🤖 AI Summary
Evaluating safety alignment of large language models (LLMs) in Chinese psychological crisis dialogues is challenging due to the absence of gold-standard references, high ethical sensitivity, and severe real-world risks.
Method: This paper introduces PsyCrisis-Bench—the first dedicated benchmark for this domain—and proposes an “expert-reasoning-chain-driven LLM-as-Judge” paradigm. It employs a multi-dimensional binary scoring framework grounded in evidence-based psychological intervention principles, enabling reference-free, traceable, and interpretable safety assessments.

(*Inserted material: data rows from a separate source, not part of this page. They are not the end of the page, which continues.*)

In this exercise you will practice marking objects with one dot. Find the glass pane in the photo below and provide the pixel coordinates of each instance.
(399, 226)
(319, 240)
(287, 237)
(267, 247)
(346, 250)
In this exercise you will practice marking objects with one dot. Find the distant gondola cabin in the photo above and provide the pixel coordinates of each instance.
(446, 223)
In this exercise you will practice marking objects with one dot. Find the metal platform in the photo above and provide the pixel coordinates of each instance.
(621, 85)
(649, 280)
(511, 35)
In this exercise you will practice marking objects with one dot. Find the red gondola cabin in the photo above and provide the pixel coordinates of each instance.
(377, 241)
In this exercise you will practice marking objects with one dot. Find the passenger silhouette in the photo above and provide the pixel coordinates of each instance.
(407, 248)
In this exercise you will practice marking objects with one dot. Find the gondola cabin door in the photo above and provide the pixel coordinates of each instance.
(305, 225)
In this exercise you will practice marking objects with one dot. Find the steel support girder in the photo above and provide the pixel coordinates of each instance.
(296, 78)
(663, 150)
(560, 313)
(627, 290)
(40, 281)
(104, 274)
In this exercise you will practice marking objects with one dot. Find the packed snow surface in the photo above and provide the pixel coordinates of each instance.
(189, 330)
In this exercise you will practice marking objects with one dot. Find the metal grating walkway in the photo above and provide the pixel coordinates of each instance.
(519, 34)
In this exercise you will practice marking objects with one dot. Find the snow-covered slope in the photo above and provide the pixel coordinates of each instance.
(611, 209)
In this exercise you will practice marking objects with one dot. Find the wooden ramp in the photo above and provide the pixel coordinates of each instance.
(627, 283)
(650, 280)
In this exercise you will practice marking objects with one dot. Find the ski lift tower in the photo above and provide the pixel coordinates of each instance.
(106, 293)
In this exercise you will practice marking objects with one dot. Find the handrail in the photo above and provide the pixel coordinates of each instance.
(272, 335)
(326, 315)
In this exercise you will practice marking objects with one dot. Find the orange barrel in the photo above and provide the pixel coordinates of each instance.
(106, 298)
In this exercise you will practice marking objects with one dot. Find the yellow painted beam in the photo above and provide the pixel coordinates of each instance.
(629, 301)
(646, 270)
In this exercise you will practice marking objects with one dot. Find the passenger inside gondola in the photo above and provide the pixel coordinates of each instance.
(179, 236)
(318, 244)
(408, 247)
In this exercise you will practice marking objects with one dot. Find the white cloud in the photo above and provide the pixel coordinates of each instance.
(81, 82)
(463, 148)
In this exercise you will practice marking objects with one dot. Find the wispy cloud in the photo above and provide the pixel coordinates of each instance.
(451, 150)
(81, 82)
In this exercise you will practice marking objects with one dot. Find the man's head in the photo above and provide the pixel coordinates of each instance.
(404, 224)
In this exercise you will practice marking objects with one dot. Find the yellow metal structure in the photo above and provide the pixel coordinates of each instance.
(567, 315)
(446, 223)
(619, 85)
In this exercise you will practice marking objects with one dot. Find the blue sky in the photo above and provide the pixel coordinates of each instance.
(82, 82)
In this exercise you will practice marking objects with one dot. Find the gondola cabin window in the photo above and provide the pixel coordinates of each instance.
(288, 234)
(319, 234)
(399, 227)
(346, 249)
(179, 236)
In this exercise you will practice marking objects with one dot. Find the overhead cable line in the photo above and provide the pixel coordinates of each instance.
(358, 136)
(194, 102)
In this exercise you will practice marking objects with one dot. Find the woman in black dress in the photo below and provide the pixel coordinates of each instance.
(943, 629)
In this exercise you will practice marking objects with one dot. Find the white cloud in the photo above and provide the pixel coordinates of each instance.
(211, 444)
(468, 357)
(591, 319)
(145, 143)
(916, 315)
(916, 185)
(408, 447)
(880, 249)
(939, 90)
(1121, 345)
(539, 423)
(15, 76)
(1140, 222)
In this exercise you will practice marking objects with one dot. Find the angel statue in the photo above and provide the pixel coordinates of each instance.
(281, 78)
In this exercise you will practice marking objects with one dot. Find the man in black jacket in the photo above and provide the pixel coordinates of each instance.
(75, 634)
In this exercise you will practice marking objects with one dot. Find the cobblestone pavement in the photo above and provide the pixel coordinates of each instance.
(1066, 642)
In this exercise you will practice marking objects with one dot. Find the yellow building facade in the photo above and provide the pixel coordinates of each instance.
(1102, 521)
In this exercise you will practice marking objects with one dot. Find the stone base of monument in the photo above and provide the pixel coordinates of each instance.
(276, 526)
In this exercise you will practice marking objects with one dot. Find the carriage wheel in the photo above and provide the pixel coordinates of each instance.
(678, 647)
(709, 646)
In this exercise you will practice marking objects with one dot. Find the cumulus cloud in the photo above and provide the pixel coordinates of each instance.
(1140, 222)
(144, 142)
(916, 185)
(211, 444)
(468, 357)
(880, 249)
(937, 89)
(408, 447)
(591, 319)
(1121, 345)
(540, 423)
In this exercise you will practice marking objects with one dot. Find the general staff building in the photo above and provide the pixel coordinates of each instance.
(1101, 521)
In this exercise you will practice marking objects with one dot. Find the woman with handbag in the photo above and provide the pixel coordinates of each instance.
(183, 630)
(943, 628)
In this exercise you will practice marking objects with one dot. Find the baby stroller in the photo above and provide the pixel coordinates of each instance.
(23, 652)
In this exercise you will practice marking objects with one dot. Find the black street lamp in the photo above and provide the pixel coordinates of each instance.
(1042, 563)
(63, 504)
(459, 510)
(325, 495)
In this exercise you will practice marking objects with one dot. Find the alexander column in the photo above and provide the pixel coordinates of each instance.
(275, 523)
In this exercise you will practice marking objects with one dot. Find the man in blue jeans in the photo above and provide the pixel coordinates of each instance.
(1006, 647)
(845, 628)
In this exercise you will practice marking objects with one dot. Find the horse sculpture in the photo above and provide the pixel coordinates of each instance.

Contribution/Results: The benchmark comprises 3,600 high-quality human-annotated samples covering sensitive scenarios—including self-harm, suicidal ideation, and existential distress—curated by clinical psychology experts. It achieves state-of-the-art inter-annotator agreement and yields evaluation rationales that are both more readable and clinically credible. The benchmark, dataset, and evaluation tools are publicly released.
📝 Abstract
Evaluating the safety alignment of LLM responses in high-risk mental health dialogues is particularly difficult due to missing gold-standard answers and the ethically sensitive nature of these interactions. To address this challenge, we propose PsyCrisis-Bench, a reference-free evaluation benchmark based on real-world Chinese mental health dialogues. It evaluates whether the model responses align with the safety principles defined by experts. Specifically designed for settings without standard references, our method adopts a prompt-based LLM-as-Judge approach that conducts in-context evaluation using expert-defined reasoning chains grounded in psychological intervention principles. We employ binary point-wise scoring across multiple safety dimensions to enhance the explainability and traceability of the evaluation. Additionally, we present a manually curated, high-quality Chinese-language dataset covering self-harm, suicidal ideation, and existential distress, derived from real-world online discourse. Experiments on 3600 judgments show that our method achieves the highest agreement with expert assessments and produces more interpretable evaluation rationales compared to existing approaches. Our dataset and evaluation tool are publicly available to facilitate further research.